My essay entitled “Playing as Making” is finally out in Disrupting the Digital Humanities edited by Dorothy Kim and Jesse Stommel. The collection, with a great grumpy cat cover, features writing from a host of very smart, very cool people, including the editors themselves, Moya Bailey, Maha Bali, Fiona Barnett, Kathi Inman Berens, Lee Skallerup Bessette, Edmond Y. Chang, Cathy N. Davidson, Chris Friend, Richard H. Godden, Jonathan Hsy, Spencer D.C. Keralis, Eunsong Kim, Adeline Koh, Katarzyna Lecky, Mongrel Coalition Against Gringpo, Sean Michael Morris, Angel Nieves, Annemarie Perez, Laura Emily Sanders, Liana Silva, Bonnie Stewart, Matt Thomas, Audrey Watters, Robin Wharton, Meg Worley.

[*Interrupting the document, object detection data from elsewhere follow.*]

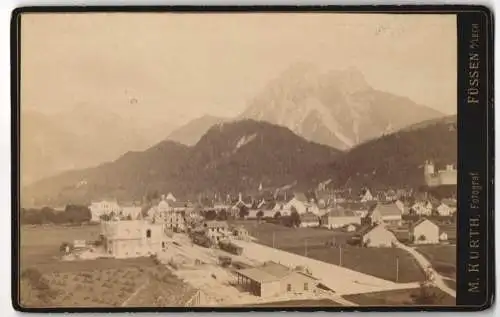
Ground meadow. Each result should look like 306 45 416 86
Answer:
20 226 194 307
232 221 425 283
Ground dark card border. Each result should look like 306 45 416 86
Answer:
11 5 495 313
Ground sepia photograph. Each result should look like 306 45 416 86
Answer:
16 12 459 310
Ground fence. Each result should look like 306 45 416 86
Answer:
184 290 205 307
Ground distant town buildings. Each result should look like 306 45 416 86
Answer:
321 207 361 229
410 218 439 244
89 200 121 222
424 161 457 187
359 224 397 248
367 203 403 226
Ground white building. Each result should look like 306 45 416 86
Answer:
89 200 122 222
410 218 439 244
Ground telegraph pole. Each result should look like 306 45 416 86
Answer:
339 246 342 266
396 256 399 283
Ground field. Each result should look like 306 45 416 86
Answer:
417 245 457 279
232 221 349 249
20 226 194 307
19 226 100 269
234 222 425 283
344 288 456 306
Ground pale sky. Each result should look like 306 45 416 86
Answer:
21 13 457 120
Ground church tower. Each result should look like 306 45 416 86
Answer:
424 161 435 186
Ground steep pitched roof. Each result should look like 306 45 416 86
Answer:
293 193 309 202
260 261 292 278
328 207 356 217
205 220 229 228
356 225 379 236
410 217 439 229
368 203 402 217
300 212 319 222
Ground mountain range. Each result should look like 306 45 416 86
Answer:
22 117 457 205
20 105 183 185
21 63 442 186
169 63 443 150
324 115 458 189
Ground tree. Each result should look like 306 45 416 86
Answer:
205 209 217 220
290 210 301 227
257 210 264 221
217 209 227 220
59 242 73 253
411 283 443 305
239 205 248 219
146 189 160 203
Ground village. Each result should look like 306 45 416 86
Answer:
19 160 457 306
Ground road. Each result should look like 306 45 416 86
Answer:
120 279 149 307
234 241 419 296
394 241 457 298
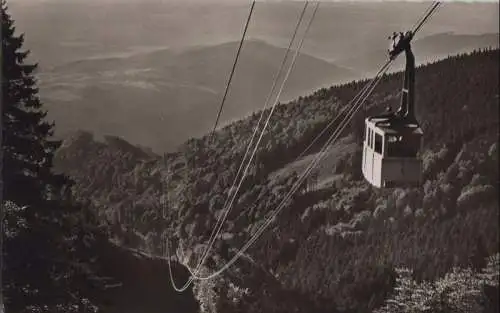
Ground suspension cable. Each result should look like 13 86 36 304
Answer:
166 2 439 288
167 1 309 291
178 61 391 280
209 0 255 143
412 1 441 34
188 1 309 280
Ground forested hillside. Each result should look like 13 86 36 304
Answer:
55 49 499 313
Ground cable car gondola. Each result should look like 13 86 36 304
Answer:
362 32 423 188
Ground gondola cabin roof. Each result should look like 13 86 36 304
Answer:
366 117 424 136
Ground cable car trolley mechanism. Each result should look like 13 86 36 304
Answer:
362 31 423 188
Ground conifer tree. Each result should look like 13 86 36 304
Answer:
0 0 102 312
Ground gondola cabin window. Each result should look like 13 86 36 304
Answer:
386 135 421 158
375 133 382 154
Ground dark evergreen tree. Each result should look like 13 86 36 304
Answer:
1 0 103 312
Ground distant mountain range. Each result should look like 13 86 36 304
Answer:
40 33 499 152
41 40 359 151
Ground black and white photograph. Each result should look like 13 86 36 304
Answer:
0 0 500 313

The abstract/proposal for “Playing as Making” reads:
Johanna Drucker in “Humanistic Theory and Digital Scholarship” articulates as a key transformation (and bone of contention) in the variegated and interdisciplinary terrains of the digital humanities, saying, “I am trying to call for a next phase of digital humanities [that] synthesize method and theory into ways of doing as thinking…The challenge is to shift humanistic study from attention to the effects of technology…to a humanistically informed theory of the making of technology” (87). But what does it mean to do, to make? And what sorts of doing and making are privileged over others? In other words, what counts in this shift?

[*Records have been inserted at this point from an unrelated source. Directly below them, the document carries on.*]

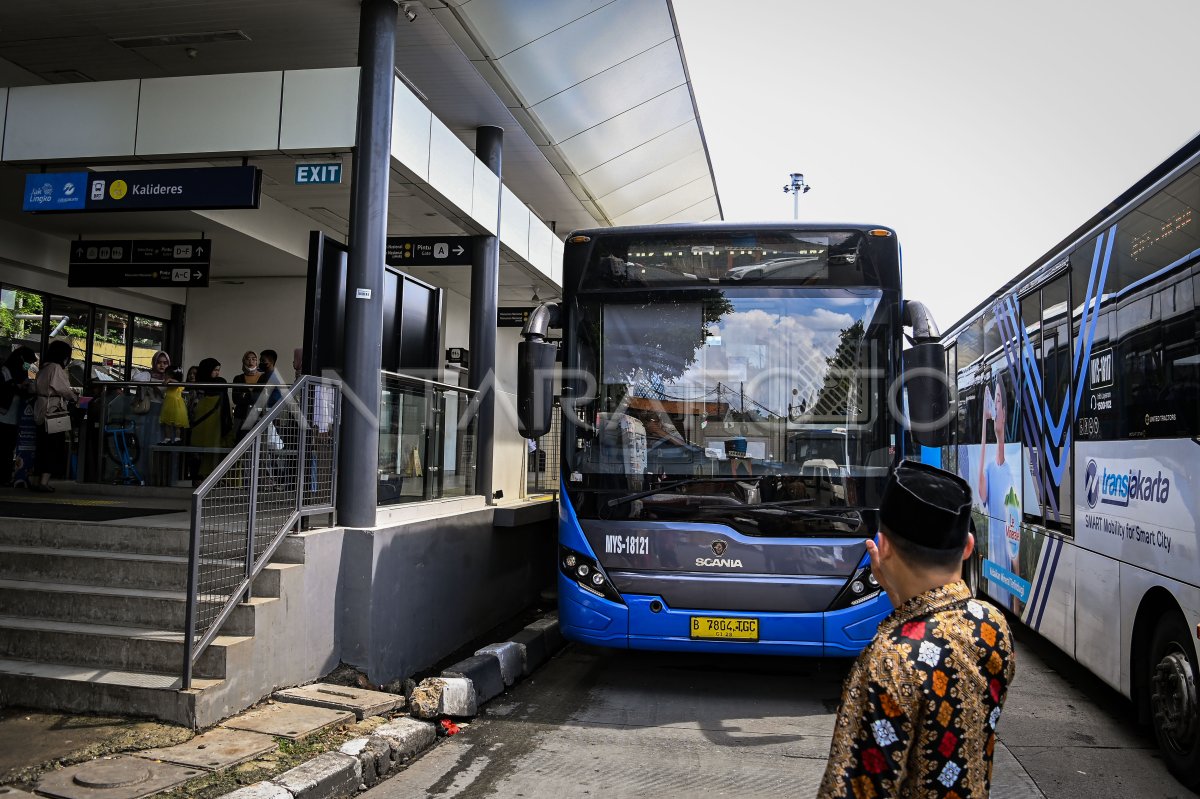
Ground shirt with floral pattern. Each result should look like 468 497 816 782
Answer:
817 581 1016 799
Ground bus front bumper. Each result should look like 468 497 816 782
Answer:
558 573 892 657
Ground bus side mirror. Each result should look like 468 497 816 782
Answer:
904 342 950 446
517 341 558 438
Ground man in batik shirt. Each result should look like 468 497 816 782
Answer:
818 461 1016 799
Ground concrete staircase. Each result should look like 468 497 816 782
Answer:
0 518 314 727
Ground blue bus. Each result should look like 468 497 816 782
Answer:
518 223 948 656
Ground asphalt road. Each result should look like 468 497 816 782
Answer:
366 631 1195 799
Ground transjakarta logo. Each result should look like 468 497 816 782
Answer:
1086 461 1171 507
1087 349 1112 389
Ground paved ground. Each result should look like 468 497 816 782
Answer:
366 635 1194 799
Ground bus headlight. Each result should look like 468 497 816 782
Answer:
558 547 625 605
827 563 883 611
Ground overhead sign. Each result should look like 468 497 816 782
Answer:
496 308 533 328
384 236 475 266
67 239 212 288
23 167 263 212
20 172 88 211
296 161 342 186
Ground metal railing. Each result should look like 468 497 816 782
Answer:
378 372 478 505
182 377 342 690
76 380 246 486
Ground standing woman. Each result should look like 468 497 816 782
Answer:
29 341 79 493
132 349 170 475
192 358 233 485
0 346 37 487
233 349 263 440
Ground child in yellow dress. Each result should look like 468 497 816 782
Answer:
158 370 191 444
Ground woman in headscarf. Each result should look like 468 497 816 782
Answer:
29 341 79 493
192 358 233 485
130 349 170 480
0 346 37 487
233 349 263 440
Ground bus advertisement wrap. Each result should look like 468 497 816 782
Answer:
1075 439 1200 579
958 443 1045 614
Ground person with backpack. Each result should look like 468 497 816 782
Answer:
29 341 79 493
0 344 37 487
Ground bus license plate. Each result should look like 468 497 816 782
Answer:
691 615 758 641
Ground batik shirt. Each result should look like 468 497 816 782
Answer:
818 581 1016 799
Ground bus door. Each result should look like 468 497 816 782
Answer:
1020 270 1075 527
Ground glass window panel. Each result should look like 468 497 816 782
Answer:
91 308 130 380
133 317 167 374
1156 276 1200 438
0 287 44 354
47 296 91 386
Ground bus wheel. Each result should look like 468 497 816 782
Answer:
1146 613 1200 788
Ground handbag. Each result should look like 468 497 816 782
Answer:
266 422 283 452
46 410 71 435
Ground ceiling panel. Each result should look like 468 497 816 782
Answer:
582 120 704 197
558 86 696 171
489 0 674 106
446 0 613 59
596 150 708 217
530 38 688 143
613 178 713 224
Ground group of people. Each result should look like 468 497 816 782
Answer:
0 341 79 493
0 341 300 493
133 349 284 482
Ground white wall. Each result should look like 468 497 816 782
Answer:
182 277 306 383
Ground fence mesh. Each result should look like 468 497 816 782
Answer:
526 398 563 494
191 378 341 662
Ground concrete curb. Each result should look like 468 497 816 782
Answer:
221 611 565 799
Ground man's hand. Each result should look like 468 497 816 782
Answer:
866 539 892 596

For some, digital humanities making comes down to code, programming, working in the back end. Stephen Ramsay has famously provoked, “Do you have to know how to code? I’m a tenured professor of digital humanities and I say ‘yes.’ So if you come to my program, you’re going to have to learn to do that eventually” (“Who’s In”). Like Drucker, Ramsay argues that digital humanities “involves moving from reading and critiquing to building and making…Media studies, game studies, critical code studies, and various other disciplines have brought wonderful new things to humanistic study, but I will say (at my peril) that none of these represent as radical a shift as the move from reading to making” (“On Building”). It is this foregrounding of doing and making that I want to take up, think about, and tinker with, not necessarily to rehash old debates or to pick (or pit) sides. Rather, I hope to articulate alternative modes and forms of doing that engage the modus operandi of making without depending on specialized or exclusionary barriers of entry. As Ramsay qualifies, “Personally, I think Digital Humanities is about building things. I’m willing to entertain highly expansive definitions of what it means to build something” (“Who’s In”). In other words, I hope to take advantage of and take for granted that doing, making, and building can and must include a range of practices, processes, and materialities, many of which are accessible, everyday, even vernacular. Specifically, I want to argue that playing a digital game is critical doing, that playing is making, and to embrace playing as making.
The essay takes up the above questions and provocations and works through some ideas and answers via a close playing of merritt k.’s game Lim.
I am really excited to see the essay finally in print, and I am honored to be part of a great collection. Thank you to Dorothy Kim and Jesse Stommel for their efforts, vision, and editorial thoughtfulness.